They presented the requests to President Muhammadu Buhari at a meeting held in Abuja.

Addressing reporters after the two-hour meeting, the leaders of the group, the traditional ruler of Amanyanobo Kingdom, King Alfred Diete-Spiff and Mr Edwin Clark decried the lack of infrastructure, human resource, manpower and welfare of the people years after oil exploration began in the Niger Delta.

Part of their demands are that the government should empower its people through training, open up the economy of the region through adequate investment in infrastructure and clean-up oil spills that have affected their farmlands and waters among others.

Militancy had resurged in the Niger Delta region in the second quarter of 2015, with militant groups seeking emancipation of the region and more control of the  natural resources.

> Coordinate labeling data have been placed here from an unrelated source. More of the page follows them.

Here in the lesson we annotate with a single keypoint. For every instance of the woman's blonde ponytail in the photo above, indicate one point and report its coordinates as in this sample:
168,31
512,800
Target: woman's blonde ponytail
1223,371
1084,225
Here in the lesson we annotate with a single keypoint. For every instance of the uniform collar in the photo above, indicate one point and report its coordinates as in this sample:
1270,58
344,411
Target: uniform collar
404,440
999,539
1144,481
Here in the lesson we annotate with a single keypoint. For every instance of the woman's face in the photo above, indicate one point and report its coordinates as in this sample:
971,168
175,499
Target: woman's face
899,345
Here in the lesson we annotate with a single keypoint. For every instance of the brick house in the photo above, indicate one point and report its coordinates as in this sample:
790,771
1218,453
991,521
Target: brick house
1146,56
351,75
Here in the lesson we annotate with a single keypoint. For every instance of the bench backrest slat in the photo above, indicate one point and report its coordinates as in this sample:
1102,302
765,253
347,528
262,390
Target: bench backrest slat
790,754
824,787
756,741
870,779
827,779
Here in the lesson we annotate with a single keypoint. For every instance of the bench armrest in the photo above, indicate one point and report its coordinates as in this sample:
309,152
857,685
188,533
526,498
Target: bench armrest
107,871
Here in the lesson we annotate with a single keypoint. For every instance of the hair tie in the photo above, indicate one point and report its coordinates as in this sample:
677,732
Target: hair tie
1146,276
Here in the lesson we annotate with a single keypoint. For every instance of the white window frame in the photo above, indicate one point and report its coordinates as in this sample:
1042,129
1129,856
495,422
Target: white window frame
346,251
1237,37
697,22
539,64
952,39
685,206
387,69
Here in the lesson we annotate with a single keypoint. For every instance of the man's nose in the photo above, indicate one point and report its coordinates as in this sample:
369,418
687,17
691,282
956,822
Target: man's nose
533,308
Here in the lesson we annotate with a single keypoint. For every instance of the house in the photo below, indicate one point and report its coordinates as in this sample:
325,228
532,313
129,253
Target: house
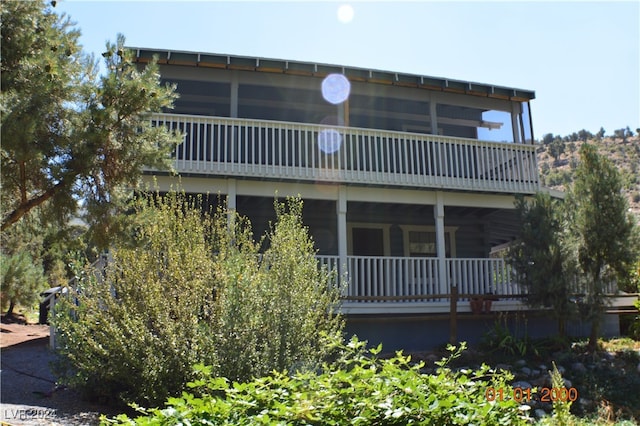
408,180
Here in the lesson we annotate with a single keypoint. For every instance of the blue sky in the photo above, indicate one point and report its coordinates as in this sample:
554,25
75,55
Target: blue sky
581,58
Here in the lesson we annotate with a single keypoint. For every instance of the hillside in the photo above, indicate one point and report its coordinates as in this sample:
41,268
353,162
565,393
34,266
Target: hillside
558,172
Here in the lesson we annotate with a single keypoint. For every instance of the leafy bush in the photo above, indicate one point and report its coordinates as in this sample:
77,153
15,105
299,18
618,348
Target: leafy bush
275,305
189,289
135,334
357,389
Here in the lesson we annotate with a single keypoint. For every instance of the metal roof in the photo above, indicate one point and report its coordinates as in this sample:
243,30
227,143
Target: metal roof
246,63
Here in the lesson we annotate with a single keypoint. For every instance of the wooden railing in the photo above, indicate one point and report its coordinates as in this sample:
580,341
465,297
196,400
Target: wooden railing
415,279
282,150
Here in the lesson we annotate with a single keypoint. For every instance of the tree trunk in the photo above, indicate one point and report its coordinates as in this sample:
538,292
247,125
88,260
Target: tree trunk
12,304
593,338
562,327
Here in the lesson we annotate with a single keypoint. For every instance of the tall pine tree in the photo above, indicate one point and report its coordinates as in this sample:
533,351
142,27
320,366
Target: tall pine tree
602,233
68,133
540,260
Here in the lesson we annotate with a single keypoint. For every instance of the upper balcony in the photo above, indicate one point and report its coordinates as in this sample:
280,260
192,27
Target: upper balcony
278,150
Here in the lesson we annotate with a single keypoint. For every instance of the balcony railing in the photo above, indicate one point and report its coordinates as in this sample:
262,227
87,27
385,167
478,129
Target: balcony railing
282,150
371,279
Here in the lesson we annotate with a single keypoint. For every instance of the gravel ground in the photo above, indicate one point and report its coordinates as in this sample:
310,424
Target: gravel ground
29,395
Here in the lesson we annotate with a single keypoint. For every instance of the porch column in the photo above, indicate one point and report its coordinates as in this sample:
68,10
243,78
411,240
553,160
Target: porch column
341,211
433,114
438,213
231,202
233,108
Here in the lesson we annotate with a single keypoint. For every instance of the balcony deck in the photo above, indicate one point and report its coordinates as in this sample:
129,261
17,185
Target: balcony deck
410,285
320,153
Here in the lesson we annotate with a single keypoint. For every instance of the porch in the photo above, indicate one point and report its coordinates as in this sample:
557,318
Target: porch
411,285
325,153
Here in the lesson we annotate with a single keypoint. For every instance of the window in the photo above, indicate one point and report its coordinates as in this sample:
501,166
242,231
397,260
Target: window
420,241
368,239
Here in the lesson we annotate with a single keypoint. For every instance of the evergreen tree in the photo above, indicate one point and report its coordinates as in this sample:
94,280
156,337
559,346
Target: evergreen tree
601,231
69,134
539,259
21,267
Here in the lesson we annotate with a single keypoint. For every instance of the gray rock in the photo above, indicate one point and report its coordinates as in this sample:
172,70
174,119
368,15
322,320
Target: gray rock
579,367
522,385
432,358
539,413
584,402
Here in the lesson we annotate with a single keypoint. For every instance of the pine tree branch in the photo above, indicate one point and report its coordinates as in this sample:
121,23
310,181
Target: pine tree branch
25,206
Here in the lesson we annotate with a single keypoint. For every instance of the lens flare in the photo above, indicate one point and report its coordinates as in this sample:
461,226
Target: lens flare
335,88
329,141
345,13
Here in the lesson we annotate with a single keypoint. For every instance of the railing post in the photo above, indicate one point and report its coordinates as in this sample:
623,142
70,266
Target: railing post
341,212
453,316
441,250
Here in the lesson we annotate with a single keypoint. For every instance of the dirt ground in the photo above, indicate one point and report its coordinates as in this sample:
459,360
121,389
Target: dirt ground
29,394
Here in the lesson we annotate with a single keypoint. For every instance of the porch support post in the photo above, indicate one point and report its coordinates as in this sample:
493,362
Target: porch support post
433,114
438,212
233,96
341,211
231,202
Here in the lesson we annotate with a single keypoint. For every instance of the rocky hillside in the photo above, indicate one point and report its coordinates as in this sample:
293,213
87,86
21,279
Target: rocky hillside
558,158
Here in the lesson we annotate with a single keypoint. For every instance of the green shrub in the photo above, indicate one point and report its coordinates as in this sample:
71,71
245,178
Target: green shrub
273,307
187,289
357,389
135,334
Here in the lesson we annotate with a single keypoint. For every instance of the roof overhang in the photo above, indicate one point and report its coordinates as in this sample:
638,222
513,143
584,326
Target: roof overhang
245,63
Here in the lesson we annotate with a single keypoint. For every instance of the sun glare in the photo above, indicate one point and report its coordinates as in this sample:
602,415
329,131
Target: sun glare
345,13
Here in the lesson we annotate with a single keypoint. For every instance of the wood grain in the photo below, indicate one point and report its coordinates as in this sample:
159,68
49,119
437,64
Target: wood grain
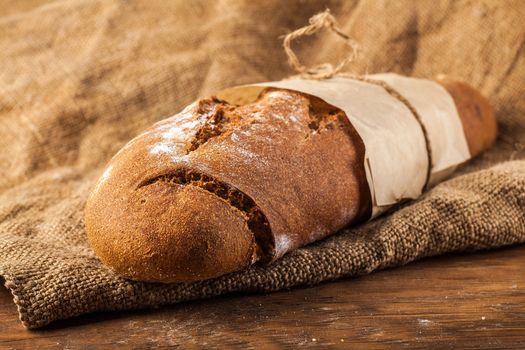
456,301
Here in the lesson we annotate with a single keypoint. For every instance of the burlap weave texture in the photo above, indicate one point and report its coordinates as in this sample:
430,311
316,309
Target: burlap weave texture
78,79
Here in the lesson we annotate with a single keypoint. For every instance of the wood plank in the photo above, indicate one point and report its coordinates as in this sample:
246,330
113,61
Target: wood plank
468,301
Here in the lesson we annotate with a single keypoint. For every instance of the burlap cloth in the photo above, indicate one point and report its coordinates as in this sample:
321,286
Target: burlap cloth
78,79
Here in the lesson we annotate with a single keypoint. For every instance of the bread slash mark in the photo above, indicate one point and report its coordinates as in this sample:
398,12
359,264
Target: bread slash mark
256,220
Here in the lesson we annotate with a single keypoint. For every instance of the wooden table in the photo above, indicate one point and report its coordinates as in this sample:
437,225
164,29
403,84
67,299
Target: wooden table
456,301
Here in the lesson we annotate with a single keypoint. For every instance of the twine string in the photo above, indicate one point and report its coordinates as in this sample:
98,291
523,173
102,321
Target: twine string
324,70
327,70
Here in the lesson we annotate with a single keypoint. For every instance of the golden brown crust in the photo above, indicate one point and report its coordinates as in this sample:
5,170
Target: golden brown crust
218,187
476,113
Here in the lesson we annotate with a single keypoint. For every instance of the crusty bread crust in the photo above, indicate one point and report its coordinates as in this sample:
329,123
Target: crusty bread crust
218,187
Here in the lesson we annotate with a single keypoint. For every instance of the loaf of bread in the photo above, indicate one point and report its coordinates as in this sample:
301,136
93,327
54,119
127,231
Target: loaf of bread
218,187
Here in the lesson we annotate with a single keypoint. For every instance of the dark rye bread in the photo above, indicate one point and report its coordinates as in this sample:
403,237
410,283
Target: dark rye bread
219,187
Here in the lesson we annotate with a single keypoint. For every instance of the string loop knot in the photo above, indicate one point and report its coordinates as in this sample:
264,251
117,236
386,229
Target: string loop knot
324,70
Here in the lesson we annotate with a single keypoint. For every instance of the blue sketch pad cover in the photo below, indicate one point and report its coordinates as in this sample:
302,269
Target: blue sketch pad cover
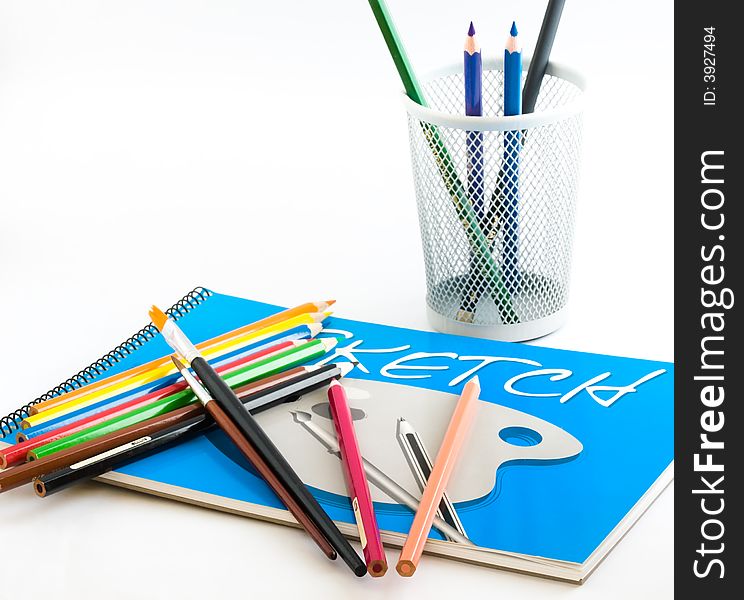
617,412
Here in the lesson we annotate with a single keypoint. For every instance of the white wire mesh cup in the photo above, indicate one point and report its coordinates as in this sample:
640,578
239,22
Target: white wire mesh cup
496,200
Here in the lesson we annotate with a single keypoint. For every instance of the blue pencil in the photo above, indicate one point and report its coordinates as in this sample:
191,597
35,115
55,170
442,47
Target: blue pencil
512,147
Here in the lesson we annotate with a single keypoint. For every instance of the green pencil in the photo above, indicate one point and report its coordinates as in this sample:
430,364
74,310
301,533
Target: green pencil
253,372
465,213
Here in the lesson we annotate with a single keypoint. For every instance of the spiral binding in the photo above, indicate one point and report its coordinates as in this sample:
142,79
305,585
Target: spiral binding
194,298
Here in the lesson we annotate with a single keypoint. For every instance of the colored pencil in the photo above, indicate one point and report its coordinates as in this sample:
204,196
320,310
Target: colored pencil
241,441
128,400
478,241
420,464
541,56
85,396
24,473
253,372
18,453
277,318
284,391
225,397
376,477
512,149
356,481
453,441
473,78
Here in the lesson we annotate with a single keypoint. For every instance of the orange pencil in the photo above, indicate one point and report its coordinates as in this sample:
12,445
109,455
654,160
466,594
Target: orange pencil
444,465
308,307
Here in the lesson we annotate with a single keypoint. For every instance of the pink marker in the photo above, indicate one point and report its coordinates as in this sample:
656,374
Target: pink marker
356,481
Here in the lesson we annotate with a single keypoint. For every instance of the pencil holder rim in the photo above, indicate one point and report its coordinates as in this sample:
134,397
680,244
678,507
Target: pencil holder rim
535,119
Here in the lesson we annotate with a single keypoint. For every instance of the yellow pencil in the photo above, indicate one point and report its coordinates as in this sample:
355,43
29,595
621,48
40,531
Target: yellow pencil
153,374
308,307
444,465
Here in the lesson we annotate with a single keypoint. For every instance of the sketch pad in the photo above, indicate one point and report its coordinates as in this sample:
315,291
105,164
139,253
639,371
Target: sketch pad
567,451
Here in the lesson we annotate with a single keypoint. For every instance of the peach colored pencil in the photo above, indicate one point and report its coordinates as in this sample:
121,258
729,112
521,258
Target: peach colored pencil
444,465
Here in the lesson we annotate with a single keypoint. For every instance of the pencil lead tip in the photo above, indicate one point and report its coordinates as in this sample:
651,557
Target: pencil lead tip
158,317
329,343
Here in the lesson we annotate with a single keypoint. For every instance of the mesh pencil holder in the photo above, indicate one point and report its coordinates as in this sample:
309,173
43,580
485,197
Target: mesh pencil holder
496,202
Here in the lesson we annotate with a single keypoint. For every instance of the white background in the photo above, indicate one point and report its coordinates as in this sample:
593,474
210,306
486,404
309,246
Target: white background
260,149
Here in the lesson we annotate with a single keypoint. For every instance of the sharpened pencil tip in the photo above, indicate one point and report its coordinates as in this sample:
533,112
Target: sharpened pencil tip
159,318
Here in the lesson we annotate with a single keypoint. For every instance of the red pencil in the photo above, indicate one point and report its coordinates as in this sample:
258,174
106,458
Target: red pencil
356,481
17,454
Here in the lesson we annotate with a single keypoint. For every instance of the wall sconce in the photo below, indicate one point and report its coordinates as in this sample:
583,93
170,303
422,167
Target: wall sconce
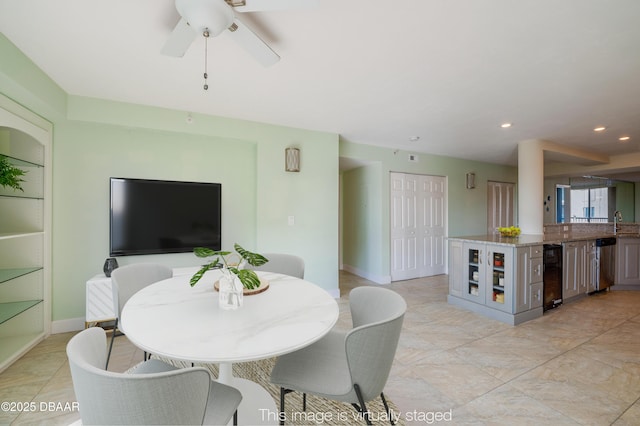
292,160
471,180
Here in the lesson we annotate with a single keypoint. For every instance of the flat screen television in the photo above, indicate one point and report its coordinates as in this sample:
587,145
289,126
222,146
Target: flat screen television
158,216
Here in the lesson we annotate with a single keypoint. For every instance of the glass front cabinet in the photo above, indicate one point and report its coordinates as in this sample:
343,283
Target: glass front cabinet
500,281
25,313
489,278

To push their demands, oil facilities have been attacked in the region forcing some companies to declare force majeure, with the nation’s crude oil output and power supply largely affected.

At a time the nation is struggling to rise above the drop in the price of crude oil that has affected its revenue, the activities of the militants dipped crude oil production, with the output dropping by over one million barrels per day, according to figures given by the Minister of Information, Mr Lai Mohammed.

Any solution to the militant attacks on oil facilities presented to the Nigerian government could go a long way in boosting crude oil output and revenue to enable the nation wriggle out of economic recession officially declared after the second quarter of 2016.

The nation’s Gross Domestic Product had contracted by 2.06%, according to a second quarter report of the National bureau of Statistics.